Abstract:
The remediation of Cd (II) and Pb (II) was investigated by comparing two
nanocomposites, synthesized via two different carbothermal reduction routes, with
lignin biochar (Lig-BC) acting as the control. The two nanocomposites formed were
Lig-sG@nZVI and Lig-eG@nZVI. Lig-sG@nZVI was produced by depositing the
nanoscale zero-valent iron (nZVI) onto the surface of Lig-BC, whereas Lig eG@nZVI was formed by embedding the nZVI into the Lig-BC matrix itself. An
evaluation of the effect of pH and contact time for both metals was carried out. The
best-fitted model was the Sips isotherm for both Cd (II) and Pb (II).
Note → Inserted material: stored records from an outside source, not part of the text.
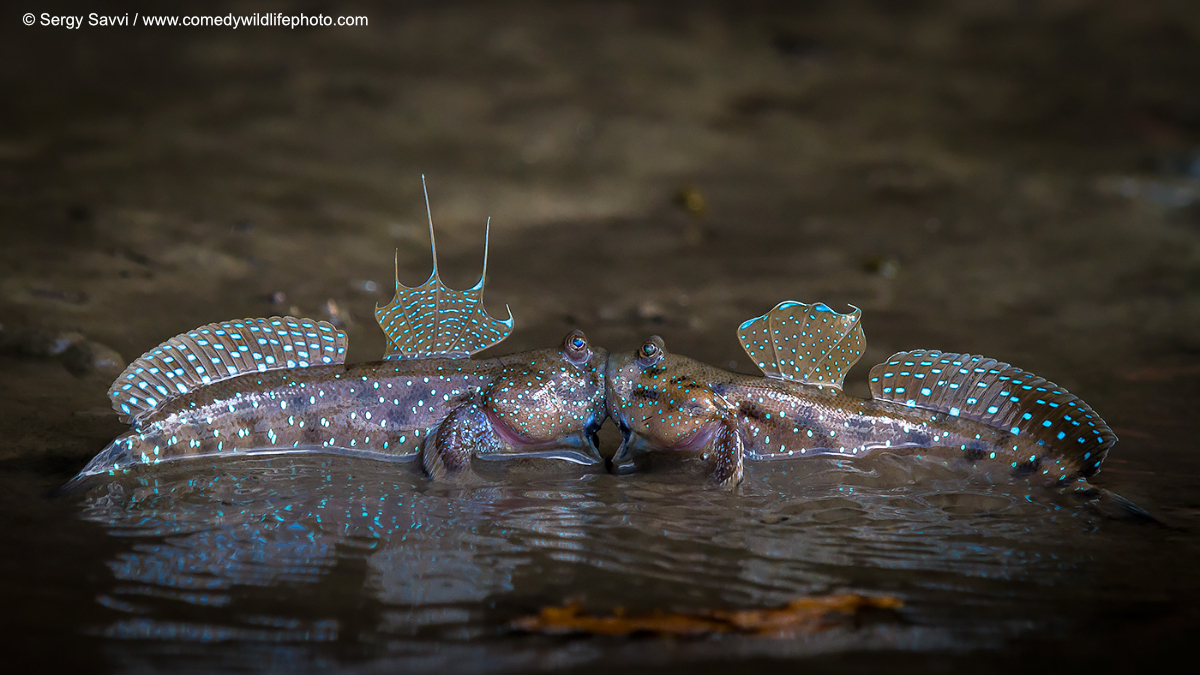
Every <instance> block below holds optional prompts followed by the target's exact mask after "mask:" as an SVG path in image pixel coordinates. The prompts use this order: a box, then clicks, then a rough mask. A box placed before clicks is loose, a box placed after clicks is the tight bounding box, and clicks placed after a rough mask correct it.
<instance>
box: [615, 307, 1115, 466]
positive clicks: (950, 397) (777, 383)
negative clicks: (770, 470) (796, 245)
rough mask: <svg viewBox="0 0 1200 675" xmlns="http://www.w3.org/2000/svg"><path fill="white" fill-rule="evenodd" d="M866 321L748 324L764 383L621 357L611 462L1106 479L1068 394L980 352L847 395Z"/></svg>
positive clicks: (1080, 413)
mask: <svg viewBox="0 0 1200 675" xmlns="http://www.w3.org/2000/svg"><path fill="white" fill-rule="evenodd" d="M858 315H859V312H858V311H857V310H856V311H854V312H853V313H850V315H839V313H836V312H833V311H832V310H829V309H828V306H826V305H822V304H816V305H802V304H798V303H784V304H781V305H780V306H779V307H776V309H775V310H773V311H772V312H770V313H768V315H764V316H763V317H760V318H758V319H752V321H751V322H746V323H745V324H743V330H742V333H740V335H739V336H740V337H742V341H743V345H744V346H745V347H746V351H748V353H750V356H751V357H752V358H755V360H756V363H757V365H760V368H761V369H763V371H764V376H761V377H756V376H749V375H740V374H736V372H730V371H726V370H721V369H718V368H713V366H709V365H704V364H702V363H698V362H695V360H692V359H689V358H686V357H682V356H677V354H671V353H667V351H666V348H665V346H664V342H662V340H661V339H660V337H658V336H654V337H650V339H649V340H647V341H646V342H644V344H643V345H642V346H641V348H640V350H637V351H636V352H626V353H613V354H612V356H611V357H610V359H608V365H607V375H606V396H607V400H608V414H610V416H611V417H612V418H613V420H614V422H616V423H617V424H618V426H620V430H622V432H623V436H624V442H623V443H622V447H620V449H619V450H618V453H617V456H616V458H614V464H617V465H618V466H626V467H630V466H636V465H638V464H646V462H649V464H653V462H654V461H655V460H664V459H671V460H673V461H682V460H688V461H690V462H692V464H694V465H696V466H698V467H701V468H702V471H703V472H704V473H706V474H707V476H709V477H710V478H712V480H714V482H716V483H721V484H736V483H738V482H739V480H742V477H743V468H744V462H745V461H748V460H773V459H786V458H803V456H812V455H835V456H845V458H857V456H865V455H868V454H870V453H872V452H875V450H881V449H892V450H896V452H904V450H906V449H914V448H942V449H948V450H950V452H952V453H958V454H960V455H961V456H962V458H964V459H966V460H970V461H992V462H1003V464H1002V465H1001V466H1007V467H1008V468H1009V470H1010V471H1012V472H1013V473H1016V474H1030V476H1033V474H1036V476H1040V477H1045V478H1048V479H1050V480H1052V482H1055V483H1058V484H1066V483H1070V482H1074V480H1078V479H1081V478H1086V477H1088V476H1091V474H1093V473H1096V472H1097V471H1098V468H1099V465H1100V462H1102V461H1103V459H1104V456H1105V455H1106V453H1108V450H1109V448H1111V447H1112V444H1114V443H1116V436H1115V435H1114V434H1112V431H1111V430H1110V429H1109V426H1108V425H1106V424H1105V423H1104V420H1103V419H1100V418H1099V416H1097V414H1096V413H1094V412H1093V411H1092V408H1091V407H1088V406H1087V404H1085V402H1084V401H1081V400H1079V399H1078V398H1076V396H1074V395H1072V394H1070V393H1068V392H1067V390H1064V389H1063V388H1061V387H1057V386H1056V384H1054V383H1051V382H1046V381H1045V380H1044V378H1042V377H1038V376H1034V375H1032V374H1028V372H1026V371H1024V370H1020V369H1018V368H1013V366H1010V365H1008V364H1004V363H998V362H996V360H995V359H988V358H984V357H977V356H971V354H954V353H944V352H937V351H912V352H900V353H898V354H894V356H893V357H892V358H889V359H888V360H887V362H884V363H882V364H878V365H876V366H875V368H874V369H872V370H871V375H870V384H871V393H872V396H871V398H870V399H858V398H854V396H848V395H846V394H845V393H842V390H841V381H842V378H844V376H845V372H846V371H848V370H850V366H851V365H853V363H854V362H856V360H857V359H858V357H859V356H860V354H862V348H863V337H862V330H860V328H859V327H858ZM754 322H760V323H757V324H755V323H754Z"/></svg>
Maximum Sips
capacities for Cd (II) and Pb (II) were reported as 6.7, 9.7, 8.1 mg g-1
and 24.8, 35.7,
52.4 mg g-1
for Lig-BC, Lig-eG@nZVI and Lig-sG@nZVI respectively for both
metals. Regeneration studies were also carried out to explore the reproducibility of
the materials. A greater remediation was observed with Lig-eG@nZVI for CD(II) and
Lig- sG@nZVI for PB(II) respectively, and thereby it can be concluded that the
remediation of heavy metals can vary with different types of materials. Compared to
the control, both materials showed an enhanced performance, suggesting that nZVI
composites are a promising solution for heavy metal remediation.